Picturesque and Sublime by the Housatonic
Though Danbury was a small industrial city, indelibly marked by environmental pollution, strikes, and social upheaval, Ives’s musical evocations are overwhelmingly pastoral in mood. With a brisk walk, Victorian Danburians could be amid countryside that was palpably bucolic. A close reading of the Transcendentalists was formative for Ives’s understanding of the numinous in nature. Emerson’s “Nature” featured in an essay he wrote in his senior year at Yale for William Lyon Phelps’s celebrated course on American literature. A lifetime later, Ives returned to the Transcendentalists in the first section of his Essays before a Sonata, an aesthetic manifesto published to accompany his Second Piano Sonata, Concord, Mass. 1840–60, whose muscular first movement is titled “Emerson.”
Ives’s view of nature, like that of his literary heroes, was fundamentally shaped by looking; visual contemplation would lead to spiritual truth. For Emerson, as for his English contemporary John Ruskin, familiar natural forms could reveal the profundities that lie behind or beneath them. Ruskin first formulated his aesthetic theory by looking closely at the work of J. M. W. Turner. It is no surprise that on his first trip abroad, to England in 1924, Ives headed to the Tate Gallery. There he steeped himself in Turner’s work, which he revered more than that of any other artist. Turner’s early watercolors captured a profusion of detail within the comforting framework of the picturesque; but one suspects it was the later, visionary canvases that Ives admired. Like Ruskin, he would have been aware that a work like Turner’s Norham Castle, Sunrise, though apparently unfinished, inchoate and hazy, was rooted in a lifetime of close observation.
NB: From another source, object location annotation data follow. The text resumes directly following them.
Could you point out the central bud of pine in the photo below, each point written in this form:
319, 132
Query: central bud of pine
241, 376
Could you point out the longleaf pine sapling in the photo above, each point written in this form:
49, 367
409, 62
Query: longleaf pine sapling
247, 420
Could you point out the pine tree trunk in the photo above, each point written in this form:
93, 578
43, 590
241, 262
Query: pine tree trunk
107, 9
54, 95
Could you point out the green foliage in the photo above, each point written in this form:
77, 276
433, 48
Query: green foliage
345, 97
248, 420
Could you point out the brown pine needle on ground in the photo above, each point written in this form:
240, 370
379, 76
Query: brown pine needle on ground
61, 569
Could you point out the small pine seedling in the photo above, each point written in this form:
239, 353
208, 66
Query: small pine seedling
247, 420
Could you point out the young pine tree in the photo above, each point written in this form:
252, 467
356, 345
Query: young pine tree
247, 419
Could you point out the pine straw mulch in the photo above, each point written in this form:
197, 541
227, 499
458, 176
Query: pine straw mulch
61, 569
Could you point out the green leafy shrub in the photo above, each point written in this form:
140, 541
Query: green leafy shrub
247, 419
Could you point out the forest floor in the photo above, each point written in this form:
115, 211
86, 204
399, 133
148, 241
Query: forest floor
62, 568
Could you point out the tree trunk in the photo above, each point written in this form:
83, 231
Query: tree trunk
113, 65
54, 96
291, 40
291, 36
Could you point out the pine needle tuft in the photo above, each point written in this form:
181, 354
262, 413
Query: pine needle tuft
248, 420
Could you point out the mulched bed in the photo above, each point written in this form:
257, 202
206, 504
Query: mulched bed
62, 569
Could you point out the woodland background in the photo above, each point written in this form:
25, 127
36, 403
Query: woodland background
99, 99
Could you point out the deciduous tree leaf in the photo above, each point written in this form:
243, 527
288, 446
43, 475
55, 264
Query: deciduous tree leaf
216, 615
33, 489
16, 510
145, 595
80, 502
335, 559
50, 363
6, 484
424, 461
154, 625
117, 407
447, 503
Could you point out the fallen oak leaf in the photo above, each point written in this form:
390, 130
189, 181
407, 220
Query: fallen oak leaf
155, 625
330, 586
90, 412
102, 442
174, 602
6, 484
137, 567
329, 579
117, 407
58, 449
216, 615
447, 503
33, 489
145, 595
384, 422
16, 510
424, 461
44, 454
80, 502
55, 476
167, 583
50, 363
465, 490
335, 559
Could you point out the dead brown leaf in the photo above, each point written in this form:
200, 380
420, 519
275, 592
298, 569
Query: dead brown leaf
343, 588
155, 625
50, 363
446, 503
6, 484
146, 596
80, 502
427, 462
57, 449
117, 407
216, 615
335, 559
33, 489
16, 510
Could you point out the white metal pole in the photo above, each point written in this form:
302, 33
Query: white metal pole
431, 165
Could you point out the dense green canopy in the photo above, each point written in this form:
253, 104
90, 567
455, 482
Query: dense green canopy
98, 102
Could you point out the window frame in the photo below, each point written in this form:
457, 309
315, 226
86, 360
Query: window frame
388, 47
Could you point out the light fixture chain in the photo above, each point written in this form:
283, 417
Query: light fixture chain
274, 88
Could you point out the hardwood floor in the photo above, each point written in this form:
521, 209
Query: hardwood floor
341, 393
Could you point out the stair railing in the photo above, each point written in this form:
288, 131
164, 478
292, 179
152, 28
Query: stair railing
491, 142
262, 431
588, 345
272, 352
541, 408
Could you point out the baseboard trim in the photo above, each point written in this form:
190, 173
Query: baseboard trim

“The higher Emerson soars, the more lowly he becomes,” wrote Ives, and the same is true of Turner, who, Ruskin complained, retained a lifelong fondness for “black barges, patched sails, and every possible condition of fog.” The affinity between the composer and the long-dead English painter surely rested upon their shared insistence on solid earthy matter, on the real, rendered truly, but without excessive detail or flashy finish. Ives quotes Ruskin on the power that all great pictures have, which “depends on the penetration of the imagination into the true nature of the thing represented.” When Ives described Emerson as “a seer painting his discoveries in masses with any color that may lie at hand—cosmic, religious, human, even sensuous; a recorder freely describing the inevitable struggle in the soul’s uprise,” he could have been describing Turner, or himself.